Mientras vamos derechito hacia los 50 mil muertos y más de 2 millones de contagiados, en el medio de una campaña de vacunación demasiado lenta, una inflación en ascenso, uno de los índices de pobreza más altos de la historia, una abrupta caída del salario y de las jubilaciones y el temor de que el dólar se vuelva a disparar, en el gobierno parecen más preocupados en manipular la fecha de las elecciones, con el objetivo de evitar una derrota, que en llevar alivio para algunos de los gravísimos problemas que tiene la Argentina.
A veces dan ganas de preguntarles: “¿En qué país viven?” En primer lugar habría que formular el interrogante al presidente, quien toda su vida política se jactó de ir a cargar la nafta en su propio auto, para no perder el contacto con la realidad. Es el mismo Alberto Fernández que había dejado trascender que no quería que se piense que le estaba quitando la vacuna a otro, pero se la aplicó igual. El que juró que no volvería a cometer el error de pelear contra el campo, pero que lo sigue esquilmando y amenazando con más retenciones o cupos a la exportación. ¿Qué le estará pasando a Alberto Fernández? ¿Estará siendo atrapado por un síndrome que él mismo describió, el "síndrome del muro de los presidentes en Olivos"?
También habría que preguntarle, todos los días, a Cristina Fernández, ya no en qué país vive, sino en qué galaxia vive. Obsesionada con su plan de venganza a impunidad, imponiendo con prisa y sin pausa a fiscales, jueces y camaristas adictos, desesperada por cobrar tres cheques del Estado que contienen dos jubilaciones de privilegio, presionando a la ANSES para embolsar más de 100 millones de pesos sin pagar ganancias mientras la mínima de los jubilados, de 20 mil pesos, apenas llega a cubrir la mitad de la canasta básica; vacunada fuera de protocolo, un día especial, un domingo - por un enfermero VIP, el viceministro de Salud de la provincia, Nicolas Kreplak-, Cristina gastó, en el Senado, durante 2020, la friolera de 12 mil millones de pesos, seis veces más que Gabriela Michetti en 2019, porque parecía más preocupada en que los sillones de la Cámara Alta tuvieran un tapizado a estrenar, o en pisar una alfombra nueva, que en las cuestiones que todos estamos padeciendo aquí y ahora.
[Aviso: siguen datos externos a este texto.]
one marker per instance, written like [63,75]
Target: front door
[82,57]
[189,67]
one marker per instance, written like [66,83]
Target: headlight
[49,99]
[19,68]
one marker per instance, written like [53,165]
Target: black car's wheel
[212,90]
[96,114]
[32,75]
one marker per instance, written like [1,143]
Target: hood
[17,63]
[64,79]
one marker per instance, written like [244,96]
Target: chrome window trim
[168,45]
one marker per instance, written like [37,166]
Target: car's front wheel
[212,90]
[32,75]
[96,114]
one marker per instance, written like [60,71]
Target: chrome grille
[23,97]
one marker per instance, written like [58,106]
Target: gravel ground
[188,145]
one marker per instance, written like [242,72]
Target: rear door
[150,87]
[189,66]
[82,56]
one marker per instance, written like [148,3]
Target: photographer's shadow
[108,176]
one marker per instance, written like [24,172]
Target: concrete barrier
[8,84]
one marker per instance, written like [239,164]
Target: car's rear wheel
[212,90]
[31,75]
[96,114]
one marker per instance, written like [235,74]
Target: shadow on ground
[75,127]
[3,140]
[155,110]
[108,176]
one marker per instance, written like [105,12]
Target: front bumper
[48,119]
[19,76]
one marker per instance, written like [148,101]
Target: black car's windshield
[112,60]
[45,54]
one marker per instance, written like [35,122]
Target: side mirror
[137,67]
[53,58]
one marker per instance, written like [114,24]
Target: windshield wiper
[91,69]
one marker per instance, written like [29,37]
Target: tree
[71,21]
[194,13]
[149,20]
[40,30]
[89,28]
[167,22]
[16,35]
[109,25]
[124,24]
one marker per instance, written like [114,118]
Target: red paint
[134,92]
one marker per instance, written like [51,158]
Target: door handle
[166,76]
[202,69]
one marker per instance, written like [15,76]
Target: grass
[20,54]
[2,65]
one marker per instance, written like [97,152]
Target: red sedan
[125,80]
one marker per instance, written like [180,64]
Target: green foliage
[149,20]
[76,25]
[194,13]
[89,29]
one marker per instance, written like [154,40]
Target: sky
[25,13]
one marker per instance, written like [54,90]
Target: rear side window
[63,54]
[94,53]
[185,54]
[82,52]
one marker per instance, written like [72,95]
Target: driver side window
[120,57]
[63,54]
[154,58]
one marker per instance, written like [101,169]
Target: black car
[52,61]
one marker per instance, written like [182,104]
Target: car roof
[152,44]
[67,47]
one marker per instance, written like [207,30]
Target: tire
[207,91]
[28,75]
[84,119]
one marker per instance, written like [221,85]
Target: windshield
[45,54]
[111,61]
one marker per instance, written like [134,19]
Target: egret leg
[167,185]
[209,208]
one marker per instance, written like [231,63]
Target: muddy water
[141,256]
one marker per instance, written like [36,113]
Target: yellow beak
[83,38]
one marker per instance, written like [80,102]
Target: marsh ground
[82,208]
Y por último, también habría que preguntarle en qué país vive a Máximo Kirchner. Es que, desde que el gobierno asumió, puso más energía en ocupar las vacantes de los ministros renunciantes con sus chicos grandes de la Cámpora, negarse a pagar los impuestos de su fortuna presuntamente mal habida que alcanzaría los 280 millones de pesos, impedir la reelección de los intendentes del conurbano y fustigar al jefe de gobierno de la Ciudad, Horacio Rodríguez Larreta, y a María Eugenia Vidal, porque también parece que tiene miedo de perder las elecciones de medio término de este año.
A él, a Máximo Kirchner, además de preguntarle en qué país vive, habría que, de vez en cuando, ubicarlo en tiempo y espacio, como se hace con la gente que se desorienta. Porque parece que el jefe de los diputados del Frente de Todos se auto percibe a sí mismo como la resistencia y la revolución.
Como si no fuera él mismo uno de los más acabados representantes del poder permanente. Un poder que viene haciendo chocar a la Argentina prácticamente desde 1983.
A Máximo Kirchner, también, habría que hacerle dos preguntas adicionales. Una: porqué alienta a su militancia a hacer ese repugnante uso político de la vacuna. Y dos: porque, ya que se auto percibe como un rebelde, un resistente y un irreversible, mantiene silencio cómplice frente a las atrocidades de Gildo Insfrán en Formosa.
Estaría bueno que algún día, Alberto, pero en especial Cristina Fernández y Máximo Kirchner, respondan preguntas de periodistas críticos para aclararnos, entre otras cosas, en qué clase de país creen qué viven.
Que se supone que realmente son.
Si nuestros empleados, nuestros servidores, nuestros representantes, o los nuevos dueños del poder real esta maltrecha Argentina.